Resensi Buku: Kambing dan Hujan, Mahfud Ikhwan


KAMBING DAN HUJAN


Judul                : Kambing dan Hujan
Penulis             : Mahfud Ikhwan
Penerbit           : Bentang (PT Bentang Pustaka)
Tahun  terbit    : Edisi kedua, Cetakan pertama, April 2018
Tebal buku       : viii + 380 hlm.
Harga               : Rp79.000,00

…seperti kambing dan hujan—sesuatu yang hampir mustahil dipertemukan.

SINOPSIS

Miftahul Abrar tumbuh dalam tradisi Islam modern. Latar belakang itu tidak membuatnya ragu mencintai Nurul Fauzia, yang merupakan anak seorang tokoh Islam tradisional. Namun, seagama tidak membuat hubungan mereka baik-baik saja. Perbedaan cara beribadah dan waktu hari raya serupa jembatan putus yang memisahkan keduanya, termasuk rencana pernikahan mereka.
Hubungan antara Mif dan Fauzia menjelma tegangan antara hasrat dan norma agama. Ketika cinta harus diperjuangkan melintasi jarak kultural yang rasanya hampir mustahil mereka lalui, Mif dan Fauzia justru menemukan rahasia yang selama ini dikubur oleh ribuan prasangka. Rahasia itu akhirnya membawa mereka pada dua pilihan: percaya akan kekuatan cinta atau menyerah pada perbedaan yang memisahkan mereka.
--
Setelah membaca sinopsis di atas, saya memantapkan hati untuk membeli buku karya Mahfud Ikhwan ini. Buku ini mengangkat sebuah tema yang menarik dan berbeda, unik. Mahfud Ikhwan mengisahkan dua manusia seagama, yang jatuh cinta satu sama lainnya, namun memiliki perbedaan cara pandang agama dari segi fikih.
Fauzia termasuk ke dalam kelompok yang melakukan qunut saat shalat Subuh, sedangkan Mif tidak.
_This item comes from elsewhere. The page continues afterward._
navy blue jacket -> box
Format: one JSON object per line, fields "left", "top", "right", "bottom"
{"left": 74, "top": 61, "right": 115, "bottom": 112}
Mif termasuk ke dalam kelompok yang menghitung jatuhnya 1 Ramadan dengan hisab, bukan rukyat.
Kelumit kisah cinta Mif dan Fauzia tidak berhenti sampai situ saja. Ada rahasia-rahasia; konflik batin yang melibatkan perasaan yang campur aduk; antara rasa bersalah dan perasaan kecewa, di antara dua tokoh besar dari dua masjid yang berbeda.
Ini bukan hanya tentang Mif dan Fauzia, namun juga melibatkan Is dan Mat, dan masa lalu mereka.
Buku ini membawa saya pada masa lalu sebuah desa, dan dua sahabat, yang kelak masing-masingnya akan menjadi pemimpin bagi dua masjid yang berbeda. Alurnya membiarkan saya terlarut dalam kisah Mat yang menimba ilmu di pondoknya, juga kisah Is yang berjuang menegakkan pembaruan Islam di desa Centong. Ini memberikan gambaran pada saya bagaimana perjuangan dakwah sekelompok pemuda di desa kecil.
Buku ini mengangkat tema yang tak biasa juga menarik untuk dibaca. Don’t judge a book by its cover, katanya, namun bagaimana pun, sampullah yang pertama kali terlihat. Maka saya katakan, sampul buku ini menarik dan sederhana.
Cara Mahfud Ikhwan berkisah memiliki daya tarik sendiri, terkhusus bagi diri saya sendiri yang menyenangi gaya bercerita seperti beliau. Namun, secara umum, gaya bahasa ini cenderung membingungkan dan “berat” untuk sebagian pembaca. Alur ceritanya pun cukup rumit ketika bolak-balik bercerita dari dua sudut pandang berbeda, antara Is dan Mat.
            Saya sangat merekomendasikan buku ini untuk anda yang mungkin tertarik dengan tema yang diangkat penulis, ataupun anda yang suka menikmati prosa sastra yang benar-benar sastra.
            Simpulannya, dari saya pribadi, 10 out of 10 for Mahfud Ikhwan. Saya gak akan kapok beli buku beliau lagi!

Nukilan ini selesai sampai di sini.